The article has prompted a lot of interesting discussion about what makes a good role model, but the more I think about it, the more I wonder if we're just putting too much emphasis on the idea of role models. How crucial is having a role model to your choice of career?

Trying to analyze where my own interest in science and technology came from is tricky. The most obvious thing that occurs to me is that math and chemistry and computers were fun, but let's presume just for the sake of argument that both boys and girls have the same intrinsic capacities to find science and technology fun.

The next most obvious thing is parental encouragement. Not only did my parents tell me that science, math, and computers were great things to study, but they also gave me very free reign to pursue those interests. (And I'm sure there must have been times when they'd have wished they didn't have a daughter who was constantly on the computer, or collecting samples to stick under the microscope, or soldering bits of wire together in the garage.)

Next up would probably be mentoring - specific people who took notice of my interest in science and technology and provided guidance and support. I owe a lot to my high school science teachers in this regard, and I owe a tremendous amount to C. David Stout at the Scripps Research Institute, for whom I worked as a scientific intern straight out of high school and during summers through my college years. (In some ways, Dave spoiled me - I never found a scientific lab that was as much fun to work in after that.)

Role models were probably next in importance, although the role models who were most important to me were mostly other women that I worked with, not so much women scientists or technologists who were portrayed in the media. (Though, I do remember the distinct pang I felt when I finally realized that no matter what I did, I'd never grow up to be Liz Shaw. I think I was 27 at the time. Childhood dreams die hard.) Many of my role models were also mentors.

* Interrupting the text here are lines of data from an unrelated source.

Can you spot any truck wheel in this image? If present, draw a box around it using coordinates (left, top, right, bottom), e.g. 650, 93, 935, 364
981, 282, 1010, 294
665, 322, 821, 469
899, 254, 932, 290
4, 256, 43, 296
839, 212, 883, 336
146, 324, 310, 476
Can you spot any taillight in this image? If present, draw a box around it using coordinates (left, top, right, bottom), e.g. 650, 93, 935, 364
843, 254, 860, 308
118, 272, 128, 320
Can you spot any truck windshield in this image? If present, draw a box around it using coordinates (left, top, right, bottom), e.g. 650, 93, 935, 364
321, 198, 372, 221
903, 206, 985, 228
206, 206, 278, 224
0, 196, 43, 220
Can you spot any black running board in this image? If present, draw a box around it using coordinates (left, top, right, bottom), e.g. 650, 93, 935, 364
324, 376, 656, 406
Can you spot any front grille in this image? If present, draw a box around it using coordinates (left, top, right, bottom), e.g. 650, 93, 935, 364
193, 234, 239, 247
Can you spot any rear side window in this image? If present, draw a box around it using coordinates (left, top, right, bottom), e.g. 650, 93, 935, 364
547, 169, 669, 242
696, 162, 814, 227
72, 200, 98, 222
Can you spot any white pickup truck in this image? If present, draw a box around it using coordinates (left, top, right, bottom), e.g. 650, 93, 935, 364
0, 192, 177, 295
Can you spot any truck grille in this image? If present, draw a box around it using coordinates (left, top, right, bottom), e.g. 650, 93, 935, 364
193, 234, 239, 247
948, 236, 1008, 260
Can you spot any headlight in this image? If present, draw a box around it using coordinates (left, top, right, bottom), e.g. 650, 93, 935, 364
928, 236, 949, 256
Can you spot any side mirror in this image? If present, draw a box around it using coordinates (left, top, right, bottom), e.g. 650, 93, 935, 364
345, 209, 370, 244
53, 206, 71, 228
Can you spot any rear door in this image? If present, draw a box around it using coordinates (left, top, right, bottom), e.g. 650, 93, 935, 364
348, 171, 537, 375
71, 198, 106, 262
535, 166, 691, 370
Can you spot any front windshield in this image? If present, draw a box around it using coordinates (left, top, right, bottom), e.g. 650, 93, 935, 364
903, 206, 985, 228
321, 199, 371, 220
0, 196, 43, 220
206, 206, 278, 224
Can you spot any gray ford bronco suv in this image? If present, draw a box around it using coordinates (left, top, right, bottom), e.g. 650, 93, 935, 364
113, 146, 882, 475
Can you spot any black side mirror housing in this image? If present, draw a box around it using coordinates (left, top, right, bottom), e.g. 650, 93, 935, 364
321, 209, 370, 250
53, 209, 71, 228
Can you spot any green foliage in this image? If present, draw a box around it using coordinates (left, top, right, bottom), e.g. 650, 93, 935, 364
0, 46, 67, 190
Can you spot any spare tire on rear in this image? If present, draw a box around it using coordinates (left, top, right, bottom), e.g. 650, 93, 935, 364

I'm sure that if we want lots of girls to go into science and technology, we need to create a culture where it's normal for girls to go into science and technology. And having lots of images of female scientists and technologists helps with that. But I wonder if we focus too much on providing "role model" imagery because it's easier to make a three-minute commercial proclaiming that science is a girl thing than it is to make sure that girls who are interested in science have real tangible support and opportunities.

Anyway, I'd be interested to hear what other people think. I'm generalizing wildly here from my own perception of my own experience, which might not be at all representative. Do you think role models were important to you in choosing your career (be it science-y or not)?